An advocacy group advocating for California elementary school children’s right to physical education has reached a settlement with the San Francisco and Los Angeles Boards of Education and scores of other school districts throughout that state. The settlement, which would require elementary schools to keep publicly available documentation proving that school children are getting the minimum state-mandated amount of physical education, is now awaiting approval by Superior Court Judge Mary Wiss.
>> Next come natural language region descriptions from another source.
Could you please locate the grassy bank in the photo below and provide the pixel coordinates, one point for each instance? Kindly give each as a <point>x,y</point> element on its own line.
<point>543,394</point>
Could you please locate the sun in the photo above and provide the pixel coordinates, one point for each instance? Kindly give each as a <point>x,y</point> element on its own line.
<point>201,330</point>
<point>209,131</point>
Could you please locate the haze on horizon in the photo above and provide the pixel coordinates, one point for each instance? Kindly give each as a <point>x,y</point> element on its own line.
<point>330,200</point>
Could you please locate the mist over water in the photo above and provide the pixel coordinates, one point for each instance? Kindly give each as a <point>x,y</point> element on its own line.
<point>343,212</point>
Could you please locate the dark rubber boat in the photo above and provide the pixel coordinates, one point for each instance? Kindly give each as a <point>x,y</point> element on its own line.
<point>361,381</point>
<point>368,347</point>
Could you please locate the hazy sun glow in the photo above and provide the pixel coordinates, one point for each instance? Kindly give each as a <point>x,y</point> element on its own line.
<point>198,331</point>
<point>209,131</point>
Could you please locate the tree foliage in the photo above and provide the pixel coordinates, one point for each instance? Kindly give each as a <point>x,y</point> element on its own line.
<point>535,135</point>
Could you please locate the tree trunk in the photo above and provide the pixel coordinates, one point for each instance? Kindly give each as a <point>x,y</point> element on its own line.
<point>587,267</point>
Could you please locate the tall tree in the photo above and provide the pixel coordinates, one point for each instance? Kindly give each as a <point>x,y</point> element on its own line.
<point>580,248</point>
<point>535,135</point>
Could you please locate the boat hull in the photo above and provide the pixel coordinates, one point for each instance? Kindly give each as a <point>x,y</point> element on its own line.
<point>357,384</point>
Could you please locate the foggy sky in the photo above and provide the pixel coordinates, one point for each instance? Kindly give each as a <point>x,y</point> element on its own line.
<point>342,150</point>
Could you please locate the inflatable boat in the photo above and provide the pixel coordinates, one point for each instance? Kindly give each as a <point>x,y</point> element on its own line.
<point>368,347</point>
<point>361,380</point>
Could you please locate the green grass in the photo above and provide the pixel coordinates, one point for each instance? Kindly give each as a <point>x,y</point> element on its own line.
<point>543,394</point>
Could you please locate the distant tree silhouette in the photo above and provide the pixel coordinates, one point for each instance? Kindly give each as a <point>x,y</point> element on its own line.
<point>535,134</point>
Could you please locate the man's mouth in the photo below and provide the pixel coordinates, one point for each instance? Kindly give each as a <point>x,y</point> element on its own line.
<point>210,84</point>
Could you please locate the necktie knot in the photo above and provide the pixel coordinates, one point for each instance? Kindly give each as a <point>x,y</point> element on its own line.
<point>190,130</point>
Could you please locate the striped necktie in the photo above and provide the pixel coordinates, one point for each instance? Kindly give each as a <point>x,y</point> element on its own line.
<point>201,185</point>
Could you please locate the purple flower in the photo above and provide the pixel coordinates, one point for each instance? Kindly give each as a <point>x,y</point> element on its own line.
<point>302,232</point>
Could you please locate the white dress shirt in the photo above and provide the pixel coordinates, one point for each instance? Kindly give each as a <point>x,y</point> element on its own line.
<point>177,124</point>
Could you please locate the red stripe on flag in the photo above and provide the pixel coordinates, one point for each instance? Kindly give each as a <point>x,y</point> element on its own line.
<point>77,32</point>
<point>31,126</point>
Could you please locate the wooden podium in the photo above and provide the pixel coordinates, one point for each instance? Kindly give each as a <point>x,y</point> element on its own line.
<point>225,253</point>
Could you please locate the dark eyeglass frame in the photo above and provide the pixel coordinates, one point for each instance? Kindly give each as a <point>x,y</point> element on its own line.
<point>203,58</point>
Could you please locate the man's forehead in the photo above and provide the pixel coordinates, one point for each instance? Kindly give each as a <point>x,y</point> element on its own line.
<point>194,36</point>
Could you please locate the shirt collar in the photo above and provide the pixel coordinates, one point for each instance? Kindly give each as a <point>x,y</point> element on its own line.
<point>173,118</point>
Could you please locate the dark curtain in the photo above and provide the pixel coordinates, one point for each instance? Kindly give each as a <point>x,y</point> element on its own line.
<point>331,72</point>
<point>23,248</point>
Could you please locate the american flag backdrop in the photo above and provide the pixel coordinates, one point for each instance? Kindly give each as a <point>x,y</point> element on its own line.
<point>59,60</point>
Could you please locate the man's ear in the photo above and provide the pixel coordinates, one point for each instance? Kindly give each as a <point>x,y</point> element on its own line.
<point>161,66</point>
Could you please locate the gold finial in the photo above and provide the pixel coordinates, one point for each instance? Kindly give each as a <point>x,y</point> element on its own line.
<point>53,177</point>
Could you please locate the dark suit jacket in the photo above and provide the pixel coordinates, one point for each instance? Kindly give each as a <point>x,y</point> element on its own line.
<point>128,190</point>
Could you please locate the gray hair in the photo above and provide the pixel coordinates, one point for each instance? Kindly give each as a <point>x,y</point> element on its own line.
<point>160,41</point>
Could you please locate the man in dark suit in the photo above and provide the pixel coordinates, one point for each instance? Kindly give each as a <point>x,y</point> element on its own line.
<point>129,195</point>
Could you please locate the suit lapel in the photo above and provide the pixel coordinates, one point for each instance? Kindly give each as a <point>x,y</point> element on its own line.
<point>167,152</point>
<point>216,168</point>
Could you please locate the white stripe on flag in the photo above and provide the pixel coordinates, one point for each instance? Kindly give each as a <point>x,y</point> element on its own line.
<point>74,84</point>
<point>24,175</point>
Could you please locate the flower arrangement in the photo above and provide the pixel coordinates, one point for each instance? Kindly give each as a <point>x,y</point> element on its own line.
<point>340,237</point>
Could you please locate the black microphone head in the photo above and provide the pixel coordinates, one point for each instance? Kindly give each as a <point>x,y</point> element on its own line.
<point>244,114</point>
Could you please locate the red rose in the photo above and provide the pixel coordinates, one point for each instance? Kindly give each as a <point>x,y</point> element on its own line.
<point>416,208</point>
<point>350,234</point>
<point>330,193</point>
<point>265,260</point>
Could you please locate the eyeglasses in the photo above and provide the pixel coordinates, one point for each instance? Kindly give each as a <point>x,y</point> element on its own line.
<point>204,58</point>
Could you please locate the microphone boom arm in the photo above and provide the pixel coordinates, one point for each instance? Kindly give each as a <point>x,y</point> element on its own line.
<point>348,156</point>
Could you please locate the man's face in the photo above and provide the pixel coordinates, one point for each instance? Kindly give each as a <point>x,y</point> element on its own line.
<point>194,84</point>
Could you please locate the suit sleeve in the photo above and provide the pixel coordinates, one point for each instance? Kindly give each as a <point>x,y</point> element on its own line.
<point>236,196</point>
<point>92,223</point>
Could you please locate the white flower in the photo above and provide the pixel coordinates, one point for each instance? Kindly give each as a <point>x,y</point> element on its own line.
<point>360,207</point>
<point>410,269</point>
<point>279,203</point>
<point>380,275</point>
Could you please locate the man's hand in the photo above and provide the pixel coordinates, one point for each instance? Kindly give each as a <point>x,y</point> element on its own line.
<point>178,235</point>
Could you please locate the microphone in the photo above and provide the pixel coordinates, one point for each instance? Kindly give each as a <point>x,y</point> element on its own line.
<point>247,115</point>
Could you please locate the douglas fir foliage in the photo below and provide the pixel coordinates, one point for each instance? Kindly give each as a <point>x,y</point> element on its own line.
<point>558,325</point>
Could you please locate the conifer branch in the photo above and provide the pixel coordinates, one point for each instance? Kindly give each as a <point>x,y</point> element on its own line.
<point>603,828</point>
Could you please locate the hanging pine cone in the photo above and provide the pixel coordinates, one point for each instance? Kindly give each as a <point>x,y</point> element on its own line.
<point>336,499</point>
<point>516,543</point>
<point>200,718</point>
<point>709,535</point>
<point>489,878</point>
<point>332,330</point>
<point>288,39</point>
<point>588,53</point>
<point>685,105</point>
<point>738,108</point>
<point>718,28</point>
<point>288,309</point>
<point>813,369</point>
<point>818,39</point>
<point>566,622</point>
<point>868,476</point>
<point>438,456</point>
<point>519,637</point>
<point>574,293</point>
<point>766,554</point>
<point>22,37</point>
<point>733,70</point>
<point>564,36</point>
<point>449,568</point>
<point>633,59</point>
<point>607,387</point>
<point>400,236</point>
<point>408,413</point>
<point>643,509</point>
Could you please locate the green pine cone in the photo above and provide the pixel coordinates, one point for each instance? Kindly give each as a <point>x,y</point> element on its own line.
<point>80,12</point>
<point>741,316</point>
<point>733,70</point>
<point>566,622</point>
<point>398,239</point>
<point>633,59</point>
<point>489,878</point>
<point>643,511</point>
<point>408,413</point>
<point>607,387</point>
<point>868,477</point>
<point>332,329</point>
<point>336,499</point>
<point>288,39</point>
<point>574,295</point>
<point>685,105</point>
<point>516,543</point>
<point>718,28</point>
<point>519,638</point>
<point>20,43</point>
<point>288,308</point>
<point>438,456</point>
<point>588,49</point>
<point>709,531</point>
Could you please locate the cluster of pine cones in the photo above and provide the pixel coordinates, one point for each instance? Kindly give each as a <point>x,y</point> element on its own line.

The group, Cal200, originally filed its class action in 2013 in the Superior Court of the State of California, San Francisco County, alleging that the 37-named districts failed to provide students with 200 minutes of physical education instruction every 10 school days (in other words, less than 3.5 hours of physical education over a 2 week-period) as required by California Education Code Section 51210.
Under increasing pressure from budget cuts and standardized tests, many districts had let physical education fall by the wayside. Thus Cal200 has been on a crusade in the state to ensure that districts are providing school children with minimally required levels of physical education. In their first major victory, in Doe v. Albany Unified School District, California’s Court of Appeal, Third Appellate District, held that the lower court erred in finding that the 200-minute-per-schoolday minimum in the state education code was discretionary and aspirational, and did not impose a mandatory duty on school districts. According to the appellate court, the language of the statute was “clear on its face” in imposing a “mandatory duty” on districts to provide not less than 200 minutes of physical education to elementary students each 10 schooldays. Where districts failed to discharge this duty, the court further found that parents of school children affected by the districts’ actions could sue to compel the districts to comply with the education code.
Cal200 has indicated that they intend to continue using litigation as a tool to advocate for the rights of California school children to physical education. Accordingly, a major insurer for the districts in the state issued a risk alert on November 22, 2013, encouraging districts to review their physical education programs to ensure compliance with the education code because “Plaintiffs are seeking additional districts to be named as defendants.” This past November, Cal 200 did, indeed, find at least one additional district to name as a defendant when it filed a related action against the Oakland Unified School District. Other districts are yet to be named.